I followed one girl who careened toward the bathroom and flopped over the toilet. This is how I first came into contact with Shelly’s bathroom. The tile was caked in dry toothpaste and shampoo buildup (which is to be expected in a small house with so many tenants) and that was crusted over with a sort of mildew film. But what couldn’t be explained was the black residue in every crack and corner. It was thick and looked to be the texture of oatmeal. Rogue hairs from shaving and trimming stuck to the black fungus, resembling the body of a furry caterpillar. Crouched on this floor and leaning over the vomit-filled bathtub, the girl turned to me with a look I will never forget.
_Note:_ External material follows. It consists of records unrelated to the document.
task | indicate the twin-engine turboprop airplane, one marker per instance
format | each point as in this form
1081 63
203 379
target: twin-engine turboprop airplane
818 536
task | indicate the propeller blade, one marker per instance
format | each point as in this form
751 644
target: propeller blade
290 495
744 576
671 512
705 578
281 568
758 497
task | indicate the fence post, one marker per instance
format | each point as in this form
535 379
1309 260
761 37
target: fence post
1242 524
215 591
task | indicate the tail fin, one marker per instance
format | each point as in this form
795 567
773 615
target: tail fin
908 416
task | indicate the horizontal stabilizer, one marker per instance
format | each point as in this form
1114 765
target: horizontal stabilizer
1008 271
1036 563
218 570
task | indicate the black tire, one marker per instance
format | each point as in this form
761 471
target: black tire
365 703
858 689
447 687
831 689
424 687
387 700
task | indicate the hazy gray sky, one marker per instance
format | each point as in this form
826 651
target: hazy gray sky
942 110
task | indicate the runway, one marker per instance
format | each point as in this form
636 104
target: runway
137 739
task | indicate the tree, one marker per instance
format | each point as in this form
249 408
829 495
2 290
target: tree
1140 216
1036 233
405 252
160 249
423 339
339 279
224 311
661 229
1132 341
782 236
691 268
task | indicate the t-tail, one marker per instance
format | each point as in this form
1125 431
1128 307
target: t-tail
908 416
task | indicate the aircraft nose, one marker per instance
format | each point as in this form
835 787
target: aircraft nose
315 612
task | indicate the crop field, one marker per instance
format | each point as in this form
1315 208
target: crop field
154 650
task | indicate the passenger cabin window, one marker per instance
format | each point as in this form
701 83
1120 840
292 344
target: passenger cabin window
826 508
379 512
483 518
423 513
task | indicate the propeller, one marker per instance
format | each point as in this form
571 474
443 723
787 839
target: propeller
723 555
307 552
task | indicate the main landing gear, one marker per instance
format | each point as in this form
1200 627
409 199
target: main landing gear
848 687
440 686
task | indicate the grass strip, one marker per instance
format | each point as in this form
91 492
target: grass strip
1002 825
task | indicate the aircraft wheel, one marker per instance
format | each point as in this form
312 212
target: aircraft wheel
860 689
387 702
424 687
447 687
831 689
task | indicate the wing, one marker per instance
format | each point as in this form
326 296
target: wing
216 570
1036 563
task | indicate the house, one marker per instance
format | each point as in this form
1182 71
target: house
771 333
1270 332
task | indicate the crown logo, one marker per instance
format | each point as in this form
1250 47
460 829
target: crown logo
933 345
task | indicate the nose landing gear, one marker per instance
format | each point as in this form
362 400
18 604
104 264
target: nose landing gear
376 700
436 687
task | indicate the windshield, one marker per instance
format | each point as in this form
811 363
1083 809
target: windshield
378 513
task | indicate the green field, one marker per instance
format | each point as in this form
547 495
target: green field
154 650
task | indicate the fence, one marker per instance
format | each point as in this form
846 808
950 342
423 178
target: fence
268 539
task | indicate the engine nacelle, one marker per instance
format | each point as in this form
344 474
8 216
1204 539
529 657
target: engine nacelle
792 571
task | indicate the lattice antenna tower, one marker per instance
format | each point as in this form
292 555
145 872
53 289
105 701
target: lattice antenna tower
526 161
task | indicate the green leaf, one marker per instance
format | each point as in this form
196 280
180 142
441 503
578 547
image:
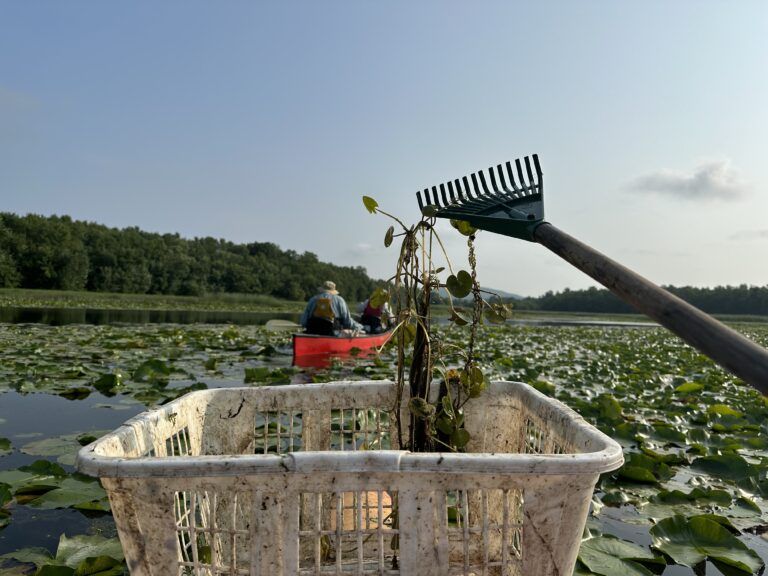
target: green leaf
36 556
723 410
694 540
155 371
610 409
55 570
726 466
611 556
99 566
459 285
73 551
463 227
459 317
370 204
460 438
388 236
689 388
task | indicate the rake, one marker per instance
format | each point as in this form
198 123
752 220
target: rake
510 201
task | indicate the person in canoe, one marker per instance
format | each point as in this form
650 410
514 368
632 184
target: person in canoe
375 319
327 313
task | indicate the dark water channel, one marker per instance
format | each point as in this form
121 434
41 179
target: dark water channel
63 316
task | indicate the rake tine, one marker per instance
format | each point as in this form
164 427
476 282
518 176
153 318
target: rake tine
435 199
442 194
482 181
459 190
521 175
476 186
450 191
531 181
494 184
512 182
467 190
485 198
428 197
539 173
508 191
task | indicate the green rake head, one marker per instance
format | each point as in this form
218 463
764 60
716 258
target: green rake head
513 205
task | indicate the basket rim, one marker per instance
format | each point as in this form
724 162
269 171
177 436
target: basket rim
608 455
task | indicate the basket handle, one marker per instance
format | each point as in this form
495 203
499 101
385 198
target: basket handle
731 350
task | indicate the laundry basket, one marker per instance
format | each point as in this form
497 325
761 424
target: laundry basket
302 479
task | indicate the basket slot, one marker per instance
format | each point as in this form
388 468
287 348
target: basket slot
540 438
278 432
213 533
485 529
360 429
348 532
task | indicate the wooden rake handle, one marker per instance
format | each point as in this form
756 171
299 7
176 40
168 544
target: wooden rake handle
731 350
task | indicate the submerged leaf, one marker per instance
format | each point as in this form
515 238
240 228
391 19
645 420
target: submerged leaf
691 541
611 556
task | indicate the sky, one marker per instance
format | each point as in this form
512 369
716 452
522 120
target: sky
269 121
Her hair was mangled and her eyes were all pupil, as black and empty as the L.A. sky. It was a look rarely seen outside of horror-movie victims before they are stabbed to death. I heard the bumper sticker taunt, “You need to relax, bro,” as she curled up into a ball.

The next morning, we got the car fixed. The group didn’t have much money and even less knowledge of car maintenance but a wonderful man named Bruce mended it for free. He had a paternal quality. It was evident from everyone’s faces that his help was imperative. It was not just our expressions but our appearances — we each ended the trip intensely sunburned, skin peeling down our noses and backs as a scalding reminder never to leave our comfort zones. Bruce waved the car off, which I drove in silence, I imagine like an army plane back from war, its passengers traumatized but connected by an unspoken bond. It didn’t break, except briefly in an IHOP parking lot so everyone could call their moms.